To further elucidate the effect of reduced levels of GSH in atgstu17 on the phenotypes, we grew atgstu17 mutants on vertical half-strength MS agar plates containing 3 μm l-buthionine-(S,R)-sulfoximine (BSO). BSO is a highly specific inhibitor of the first enzyme of GSH biosynthesis, and its application results in the depletion of cellular GSH (Vernoux et al., 2000). The GSH level in BSO-treated leaves was reduced compared with the mutants without BSO treatment (Fig. 6F). The atgstu17 seedlings exhibited root development similar to wild-type plants by 2 weeks after germination on medium containing 3 μm BSO (Fig. 6, E and G–I), especially in lateral root development. These observations support that the root architecture of atgstu17 to some extent is attributed to GSH content.

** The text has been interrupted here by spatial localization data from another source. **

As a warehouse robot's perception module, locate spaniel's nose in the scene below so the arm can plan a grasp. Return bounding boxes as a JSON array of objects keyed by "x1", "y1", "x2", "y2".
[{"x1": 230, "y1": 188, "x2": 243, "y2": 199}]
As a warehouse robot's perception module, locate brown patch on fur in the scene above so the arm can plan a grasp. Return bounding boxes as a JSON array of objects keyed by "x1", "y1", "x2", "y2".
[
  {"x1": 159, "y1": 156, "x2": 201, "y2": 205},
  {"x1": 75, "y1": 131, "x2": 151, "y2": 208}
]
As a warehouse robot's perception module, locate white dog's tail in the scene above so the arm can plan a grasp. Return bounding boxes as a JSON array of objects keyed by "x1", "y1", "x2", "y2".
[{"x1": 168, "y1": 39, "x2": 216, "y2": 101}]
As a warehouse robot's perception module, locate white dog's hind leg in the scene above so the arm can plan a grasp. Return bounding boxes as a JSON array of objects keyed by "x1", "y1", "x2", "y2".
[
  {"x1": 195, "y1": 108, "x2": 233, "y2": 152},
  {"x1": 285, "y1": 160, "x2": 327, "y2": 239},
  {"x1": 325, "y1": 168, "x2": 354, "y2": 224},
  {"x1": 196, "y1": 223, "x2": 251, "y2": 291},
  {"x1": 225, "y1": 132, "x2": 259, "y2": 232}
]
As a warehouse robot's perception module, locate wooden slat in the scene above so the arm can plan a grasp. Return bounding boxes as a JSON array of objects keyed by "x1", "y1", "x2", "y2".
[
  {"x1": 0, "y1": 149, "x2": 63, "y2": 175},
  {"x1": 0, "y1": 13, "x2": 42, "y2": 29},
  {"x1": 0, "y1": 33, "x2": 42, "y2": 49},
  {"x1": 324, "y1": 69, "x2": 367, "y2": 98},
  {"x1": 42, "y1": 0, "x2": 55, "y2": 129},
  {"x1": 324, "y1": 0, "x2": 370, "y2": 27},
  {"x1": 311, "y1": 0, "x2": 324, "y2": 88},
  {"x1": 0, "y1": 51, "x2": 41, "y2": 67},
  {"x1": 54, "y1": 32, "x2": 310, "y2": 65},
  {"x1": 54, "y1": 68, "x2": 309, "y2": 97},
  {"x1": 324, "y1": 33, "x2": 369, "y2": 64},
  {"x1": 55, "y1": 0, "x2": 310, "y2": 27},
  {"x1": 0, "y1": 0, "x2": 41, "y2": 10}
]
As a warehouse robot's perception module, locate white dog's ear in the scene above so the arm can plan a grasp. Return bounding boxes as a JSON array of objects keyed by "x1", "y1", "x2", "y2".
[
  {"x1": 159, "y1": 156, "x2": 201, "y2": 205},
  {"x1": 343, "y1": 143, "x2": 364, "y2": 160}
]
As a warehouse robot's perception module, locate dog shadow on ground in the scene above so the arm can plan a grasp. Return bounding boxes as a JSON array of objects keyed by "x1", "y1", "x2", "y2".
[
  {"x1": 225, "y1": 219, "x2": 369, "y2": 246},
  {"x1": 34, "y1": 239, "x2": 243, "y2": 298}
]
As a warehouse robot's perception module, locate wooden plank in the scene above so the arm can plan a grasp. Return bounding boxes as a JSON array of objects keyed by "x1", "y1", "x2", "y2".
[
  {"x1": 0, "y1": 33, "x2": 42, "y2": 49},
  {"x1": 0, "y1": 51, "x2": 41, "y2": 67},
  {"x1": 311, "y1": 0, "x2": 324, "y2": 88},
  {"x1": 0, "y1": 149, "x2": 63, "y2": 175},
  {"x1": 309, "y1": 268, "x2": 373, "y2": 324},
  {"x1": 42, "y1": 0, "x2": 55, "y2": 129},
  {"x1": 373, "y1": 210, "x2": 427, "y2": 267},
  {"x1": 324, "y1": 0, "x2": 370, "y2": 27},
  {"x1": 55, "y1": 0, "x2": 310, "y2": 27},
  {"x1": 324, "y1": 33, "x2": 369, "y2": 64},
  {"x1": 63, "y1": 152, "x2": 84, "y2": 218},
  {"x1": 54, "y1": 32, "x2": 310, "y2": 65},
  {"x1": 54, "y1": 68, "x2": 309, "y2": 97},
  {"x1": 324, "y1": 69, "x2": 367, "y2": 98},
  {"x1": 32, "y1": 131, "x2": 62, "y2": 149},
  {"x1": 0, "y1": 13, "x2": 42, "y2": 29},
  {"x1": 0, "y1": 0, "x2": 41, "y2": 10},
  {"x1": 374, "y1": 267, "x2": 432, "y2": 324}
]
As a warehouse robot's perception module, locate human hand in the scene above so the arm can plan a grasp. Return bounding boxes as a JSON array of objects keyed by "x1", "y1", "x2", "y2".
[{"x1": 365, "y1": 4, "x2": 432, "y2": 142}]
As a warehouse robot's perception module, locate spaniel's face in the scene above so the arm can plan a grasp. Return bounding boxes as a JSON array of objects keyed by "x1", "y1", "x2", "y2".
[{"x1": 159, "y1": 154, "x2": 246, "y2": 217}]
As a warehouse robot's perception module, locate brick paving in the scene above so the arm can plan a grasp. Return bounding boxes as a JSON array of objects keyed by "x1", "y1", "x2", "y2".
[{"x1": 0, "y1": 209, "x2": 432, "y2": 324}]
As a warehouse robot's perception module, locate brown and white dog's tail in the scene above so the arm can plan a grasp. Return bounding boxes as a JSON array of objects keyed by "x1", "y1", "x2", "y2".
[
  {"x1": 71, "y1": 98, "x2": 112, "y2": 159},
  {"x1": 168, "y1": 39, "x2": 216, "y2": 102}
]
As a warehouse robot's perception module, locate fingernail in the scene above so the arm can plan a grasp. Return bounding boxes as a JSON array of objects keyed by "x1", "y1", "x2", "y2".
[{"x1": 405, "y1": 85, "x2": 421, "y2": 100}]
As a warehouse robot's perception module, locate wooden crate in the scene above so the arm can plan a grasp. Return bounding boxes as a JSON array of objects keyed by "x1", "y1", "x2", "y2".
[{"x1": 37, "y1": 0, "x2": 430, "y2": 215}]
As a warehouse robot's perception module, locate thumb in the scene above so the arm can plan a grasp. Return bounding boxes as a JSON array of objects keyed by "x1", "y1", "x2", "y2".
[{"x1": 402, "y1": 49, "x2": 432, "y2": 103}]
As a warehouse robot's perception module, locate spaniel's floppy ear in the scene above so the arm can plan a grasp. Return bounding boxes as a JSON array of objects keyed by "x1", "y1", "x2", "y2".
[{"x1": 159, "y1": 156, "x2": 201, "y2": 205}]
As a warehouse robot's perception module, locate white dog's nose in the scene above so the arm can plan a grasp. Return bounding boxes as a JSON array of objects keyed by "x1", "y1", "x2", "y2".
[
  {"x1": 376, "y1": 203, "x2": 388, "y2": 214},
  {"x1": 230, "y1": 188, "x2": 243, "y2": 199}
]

From the experiment in Figure 7, we learned that an increased GSH level confers drought and salt tolerance to wild-type plants. To test this observation using a different approach, we grew the atgstu17s in water containing 20 or 50 μm BSO for 2 weeks and found that they exhibited reduced drought tolerance compared with control mutants (Fig. 8A). BSO treatment also reduced the bolting time of the atgstu17s (Fig. 8B). However, treatment with or without BSO of wild-type plants did not change the drought tolerance and bolting time (Fig. 8). This experiment confirms the direct link between the stress phenotype of the atgstu17s and the accumulation of GSH.

Figure 8.

Figure 8.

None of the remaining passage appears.